愛され聖女は片恋を厭う(宝玉九姫の生存遊戯1)
28 光の宝玉は奪う

 気づけば、シャーリィは(やみ)の中に(ただよ)っていた。
(ここは……!? 私、まさか、本当に死んでしまったの!? )

 シャーリィは青ざめて、辺りを見渡す。
 シャーリィの両手の中には、(いま)だ光の宝玉が(にぎ)られていた。
 だが、今までと違うのは、その宝玉から一筋(ひとすじ)の白金の光が(はな)たれているということだ。
 
 まるで光のリボンのように見えるそれは、真っ()ぐ前方へと()びている。
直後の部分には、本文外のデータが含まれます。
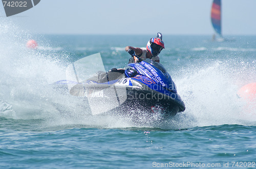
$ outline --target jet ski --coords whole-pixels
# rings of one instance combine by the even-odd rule
[[[94,115],[131,115],[143,112],[152,116],[160,112],[168,116],[185,110],[170,75],[162,64],[150,59],[129,63],[124,69],[99,71],[82,81],[79,80],[74,64],[71,65],[69,69],[75,70],[73,77],[77,82],[67,80],[72,84],[68,87],[69,94],[83,98]],[[63,84],[60,82],[59,84]]]

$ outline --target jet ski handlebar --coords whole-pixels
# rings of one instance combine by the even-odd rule
[[[139,59],[139,61],[140,62],[142,61],[141,59],[140,59],[140,58],[135,54],[135,52],[134,50],[129,49],[128,50],[127,50],[127,52],[128,52],[128,53],[130,54],[132,57],[135,56],[136,58],[137,58],[138,59]]]

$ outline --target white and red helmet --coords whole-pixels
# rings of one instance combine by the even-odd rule
[[[157,33],[157,37],[150,39],[146,45],[146,49],[153,56],[157,56],[164,48],[164,43],[162,40],[162,34]]]

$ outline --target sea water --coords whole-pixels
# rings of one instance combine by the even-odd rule
[[[53,89],[71,61],[100,53],[105,70],[124,67],[125,47],[155,35],[32,35],[1,25],[0,168],[256,167],[256,111],[237,94],[255,82],[255,36],[163,35],[160,62],[186,106],[174,117],[93,116]],[[37,50],[26,47],[30,39]]]

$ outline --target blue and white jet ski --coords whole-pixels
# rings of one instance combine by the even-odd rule
[[[78,80],[80,75],[74,64],[71,65],[69,69],[75,70],[73,76],[77,82],[67,80],[72,85],[69,87],[69,93],[87,100],[93,115],[129,115],[142,111],[150,115],[161,112],[172,116],[185,110],[170,75],[162,64],[150,59],[129,63],[125,69],[98,71],[82,81]]]

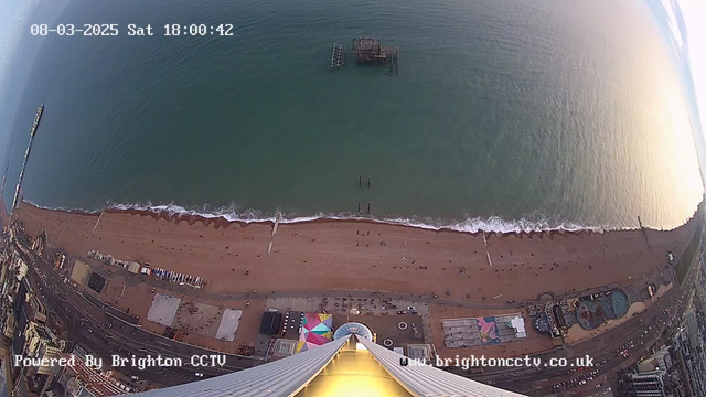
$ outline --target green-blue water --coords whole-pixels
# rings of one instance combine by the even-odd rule
[[[50,207],[293,217],[371,203],[506,229],[673,227],[700,200],[678,76],[637,1],[77,0],[43,22],[121,32],[49,36],[25,63],[3,114],[18,133],[6,202],[42,103],[23,195]],[[165,23],[234,35],[165,37]],[[400,49],[398,76],[329,71],[332,44],[360,35]]]

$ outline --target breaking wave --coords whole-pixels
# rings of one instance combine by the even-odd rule
[[[100,210],[84,210],[84,208],[52,208],[38,205],[29,200],[25,202],[45,210],[67,211],[67,212],[81,212],[89,214],[98,214]],[[168,213],[170,215],[186,215],[186,216],[202,216],[204,218],[223,217],[229,222],[242,223],[263,223],[275,222],[277,214],[266,214],[257,210],[244,210],[240,211],[236,205],[213,207],[204,205],[201,207],[186,208],[176,204],[159,204],[153,205],[151,203],[133,203],[133,204],[108,204],[108,210],[114,211],[146,211],[152,213]],[[456,230],[467,233],[478,232],[495,232],[495,233],[512,233],[512,232],[548,232],[548,230],[563,230],[563,232],[578,232],[578,230],[591,230],[591,232],[607,232],[612,229],[634,229],[634,227],[610,227],[610,226],[587,226],[574,222],[560,222],[548,221],[542,216],[532,216],[531,218],[522,217],[520,219],[505,219],[499,216],[491,216],[486,218],[482,217],[468,217],[461,222],[443,222],[440,219],[434,219],[428,217],[368,217],[361,216],[355,213],[318,213],[313,215],[299,215],[296,212],[280,212],[280,223],[295,224],[301,222],[311,222],[319,219],[341,219],[341,221],[367,221],[377,222],[391,225],[402,225],[408,227],[417,227],[429,230]]]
そして、その光の先にいるのは……。
「……アーベント?」
 名を(つぶや)いた途端(とたん)、ふいに周囲の景色が変わった。

 
 そこは、よく手入れされた立派な庭園。白い花をいっぱいにつけた(ビルネ)の木の下に、一人の少女が立っている。
 その髪は、少女の頭上で風に揺れる花と、同じ色。瞳は、どこまでも深く澄んだ(あお)

 まだ幼いその少女は、夢のように美しかった。
 まるで、そこに咲く白い花が人の姿をとって現れたのかと疑うほどに。
『……あなた、だぁれ?どうして泣いているの?』
 幼い少女の声に答えるのは、涙に震える幼い少年の声。